Anti-LGBT lobbyist Tony Perkins praises Trump administration’s new visa policy for UN staff
Tony Perkins, president of conservative lobbying group Family Research Council, has praised US president Donald Trump’s administration for saying it will stop giving visas to unmarried same-sex partners of UN employees.
The Trump administration’s new policy rolls back the work of then-secretary of state Hillary Clinton and LGBT+ rights champion UN Secretary-General Ban Ki-moon. It also affects World Bank and the International Monetary Fund (IMF) staff.
In a statement published on its website on October 1, the State Department wrote: “Effective immediately, US embassies and consulates will adjudicate visa applications that are based on a same-sex marriage in the same way that we adjudicate applications for opposite gender spouses.”
This means that to acquire a G-4 visa, a nonimmigrant US visa for employees of international organisations and members of their immediate families, partners of same-sex staff will have to marry or face not being able to live with their partners.
There are currently at least 10 UN employees in the US that would be affected by the policy change, according to Foreign Policy magazine.
In a blog post published on Wednesday (October 3), Perkins congratulated Trump for his latest move.
Perkins, whose article was written with support from senior writers at the Family Research Council (FRC), said that the new policy was, to most conservatives, a “powerful rebuke of Hillary Clinton’s 2009 decision to bypass the law for LGBT partners. And an important one.”
He added: “As it stands, only 12 percent of U.N. member states allow same-sex marriage—putting the Obama State Department well out of step with the world.
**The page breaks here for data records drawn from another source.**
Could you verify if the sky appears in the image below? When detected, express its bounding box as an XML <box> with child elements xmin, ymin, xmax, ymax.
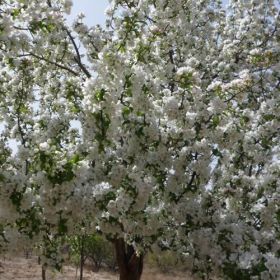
<box><xmin>69</xmin><ymin>0</ymin><xmax>108</xmax><ymax>26</ymax></box>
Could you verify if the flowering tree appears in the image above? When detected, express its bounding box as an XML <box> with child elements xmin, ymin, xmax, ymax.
<box><xmin>0</xmin><ymin>0</ymin><xmax>280</xmax><ymax>280</ymax></box>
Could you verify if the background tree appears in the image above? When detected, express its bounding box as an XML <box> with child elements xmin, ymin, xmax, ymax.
<box><xmin>0</xmin><ymin>0</ymin><xmax>280</xmax><ymax>280</ymax></box>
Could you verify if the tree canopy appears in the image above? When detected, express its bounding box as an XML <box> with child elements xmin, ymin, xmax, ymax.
<box><xmin>0</xmin><ymin>0</ymin><xmax>280</xmax><ymax>279</ymax></box>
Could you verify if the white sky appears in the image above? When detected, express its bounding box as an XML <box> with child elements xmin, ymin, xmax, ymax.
<box><xmin>70</xmin><ymin>0</ymin><xmax>108</xmax><ymax>26</ymax></box>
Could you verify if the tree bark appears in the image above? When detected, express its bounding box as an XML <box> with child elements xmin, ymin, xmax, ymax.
<box><xmin>114</xmin><ymin>238</ymin><xmax>143</xmax><ymax>280</ymax></box>
<box><xmin>42</xmin><ymin>265</ymin><xmax>47</xmax><ymax>280</ymax></box>
<box><xmin>80</xmin><ymin>236</ymin><xmax>85</xmax><ymax>280</ymax></box>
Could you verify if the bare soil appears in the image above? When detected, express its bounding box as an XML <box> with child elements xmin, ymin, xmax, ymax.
<box><xmin>0</xmin><ymin>257</ymin><xmax>191</xmax><ymax>280</ymax></box>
“Thank goodness for the Trump administration, which has proven time and time again that its focus is religious freedom and human rights for everyone—not special rights for a select few.”
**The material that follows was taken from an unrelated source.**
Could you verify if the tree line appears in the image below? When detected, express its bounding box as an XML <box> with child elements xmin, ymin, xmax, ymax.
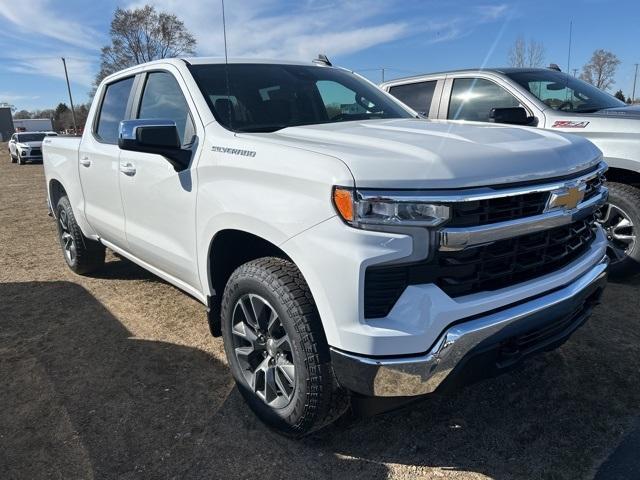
<box><xmin>13</xmin><ymin>103</ymin><xmax>91</xmax><ymax>132</ymax></box>
<box><xmin>507</xmin><ymin>36</ymin><xmax>631</xmax><ymax>103</ymax></box>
Perkins is known for his strong opposition to LGBT+ rights, and has previously claimed that decriminalising homosexuality in the US was a “mistake.”
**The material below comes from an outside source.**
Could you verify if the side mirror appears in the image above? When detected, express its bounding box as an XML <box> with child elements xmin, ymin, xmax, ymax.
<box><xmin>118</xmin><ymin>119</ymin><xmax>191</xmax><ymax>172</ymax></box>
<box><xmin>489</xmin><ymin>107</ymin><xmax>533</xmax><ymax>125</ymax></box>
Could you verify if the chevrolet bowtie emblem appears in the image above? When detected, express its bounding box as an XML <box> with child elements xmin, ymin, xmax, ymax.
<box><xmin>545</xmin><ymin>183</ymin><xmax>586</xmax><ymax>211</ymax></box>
He also has links to the Trump administration—in May, he was nominated to sit on the United States Commission on International Religious Freedom.
Out of the 193 member states of the UN, just 25 countries have legalised same-sex marriage. It’s illegal to be gay in around 69 countries, and several still have the death penalty.
A State Department spokesperson told NBC News that the government’s intention was “to help ensure and promote equal treatment” between straight and same-sex couples.
The State Department is headed by Secretary of State Mike Pompeo, who has refused to distance himself from past comments describing gay people as a “perversion” and said he stands by his “very clear view on whether it was appropriate for two same-sex persons to marry.”
The Democratic National Committee’s LGBTQ Media Director, Lucas Acosta, condemned the move, saying: “The policy of granting visas to the same-sex domestic partners of foreign diplomats helped make the US a leader for LGBTQ rights and freedoms.
“Now the Trump administration is doing everything in its power to roll back progress and make it harder for LGBTQ people to serve their countries.
“With same-sex marriage legal in only about 10 percent of UN member countries, LGBTQ diplomats could be forced to leave their posts or their partners,” he added.
“Instead of providing moral leadership on LGBTQ rights and freedoms, the Trump administration is essentially subjecting diplomats to the same discriminatory, anti-LGBTQ policies that they face in their own countries.
“The Trump administration must reverse this discriminatory action.”